Geert Wilders (tengah, mengalihkan pandangannya) pada salah satu pemeriksaannya di pengadilan karena berbicara tentang Islam. |
Apakah "Larangan atas kaum Muslim" yang Donald Trump terapkan merupakan cara yang bermanfaat untuk membuat kaum radikal Islam tidak masuk ke Amerika Serikat?
Larangan Pemerintahan Trump terhadap warga negara enam negara mayoritas Muslim memang maksudnya sangat baik, tetapi jelek pelaksanaanya. Orang tidak bisa memperhatikan paspor seseorang tetapi pemikiran-pemikirannya. Sejumlah warga Kanada adalah musuh kita dan sejumlah warga Iran adalah sahabat-sahabat kita. Tentu, pemikiran itu jauh lebih sukar dipahami dibandingkan dengan kebangsaan seseorang. Tetapi pelarangan terhadap bangsa-bangsa tertentu tidak memberikan perlindungan. Butuh usaha yang serius untuk mengetahui setiap orang yang masuk dalam negeri.
Pada tahun 2012, Kota Hamburg menandatangani sebuah perjanjian, sebuah "Staatsvertrag" dengan kelompok-kelompok Muslim seperti Ditib, Schura dan VIKZ untuk mengatur pelajaran dan hari libur Islam. Para anggota organisasi itu dituduh sebagai menganut ideologi Islamisme dan anti-Semitisme, namun pihak berwenang tidak bisa menemukan organisasi Muslim yang bersih. Komentar anda?
Kaum Islam radikal memang jauh lebih baik didanai dan diorganisasikan dibanding kaum Muslim yang tidak radikal. Sebagian terjadi karena mereka mendapatkan bantuan dari negara-negara Timur Tengah seperti Arab Saudi, Iran dan Turki. Bantuan itu memungkinkan mereka secara rutin mendominasi kehidupan Muslim di Barat, tampil di televisi, terlibat dalam dialog lintasagama, mengajar di ruang kelas dan ( seperti dalam kasus ini) bermitra dengan pemerintah.
Anda ingin pemerintah negara-negara Barat memberdayakan kaum Muslim moderat, tetapi di Jerman, hanya ada beberapa kaum Muslim yang muncul memprotes Islamisme. Jadi siapa dan di manakah kaum moderat?

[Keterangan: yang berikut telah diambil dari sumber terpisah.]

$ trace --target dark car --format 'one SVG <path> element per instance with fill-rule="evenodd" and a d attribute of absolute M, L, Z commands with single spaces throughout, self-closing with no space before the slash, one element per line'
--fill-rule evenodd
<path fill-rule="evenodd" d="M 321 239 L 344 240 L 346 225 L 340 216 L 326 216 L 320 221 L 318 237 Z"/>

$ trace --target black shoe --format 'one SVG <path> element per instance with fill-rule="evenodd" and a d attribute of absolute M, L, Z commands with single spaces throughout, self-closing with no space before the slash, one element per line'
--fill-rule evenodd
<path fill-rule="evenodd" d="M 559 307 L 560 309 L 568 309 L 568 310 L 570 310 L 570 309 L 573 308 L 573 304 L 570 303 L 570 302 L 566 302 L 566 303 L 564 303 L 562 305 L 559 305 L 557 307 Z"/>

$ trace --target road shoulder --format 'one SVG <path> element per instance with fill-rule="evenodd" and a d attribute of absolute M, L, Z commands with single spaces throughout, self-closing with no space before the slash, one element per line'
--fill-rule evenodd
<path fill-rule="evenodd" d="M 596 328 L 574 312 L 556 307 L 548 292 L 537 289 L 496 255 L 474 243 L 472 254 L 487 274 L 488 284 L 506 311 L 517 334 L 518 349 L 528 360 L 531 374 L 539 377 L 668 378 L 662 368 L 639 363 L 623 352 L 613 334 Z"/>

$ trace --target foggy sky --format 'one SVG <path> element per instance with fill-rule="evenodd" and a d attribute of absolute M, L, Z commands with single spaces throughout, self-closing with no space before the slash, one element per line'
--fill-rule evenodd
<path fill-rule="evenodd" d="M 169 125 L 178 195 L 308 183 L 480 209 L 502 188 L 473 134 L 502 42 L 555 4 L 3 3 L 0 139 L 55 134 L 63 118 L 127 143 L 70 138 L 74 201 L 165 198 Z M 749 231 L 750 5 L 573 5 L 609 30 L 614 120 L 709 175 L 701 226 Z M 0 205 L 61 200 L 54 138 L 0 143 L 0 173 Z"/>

Seruan meminta dukungan massal kaum Muslim melawan Islamisme memang senantiasa gagal di Barat. (Negara-negara mayoritas Muslim lain lagi persoalannya.) Sebagian, hal ini muncul dari kurangnya dana dan organisasi. Sebagian lain berkaitan dengan intimidasi. Perlu keberanian yang luar biasa besar untuk menjadi seorang Muslim kemudian tampil secara terbuka menentang Islamisme. Masjid liberal Ibn Ruschd-Goethe yang baru di Berlin menjadi contoh yang bagus: pendirinya Seyran Ates, sudah menerima ancaman mati.
Apakah yang seharusnya pemerintah negara-negara Barat lakukan?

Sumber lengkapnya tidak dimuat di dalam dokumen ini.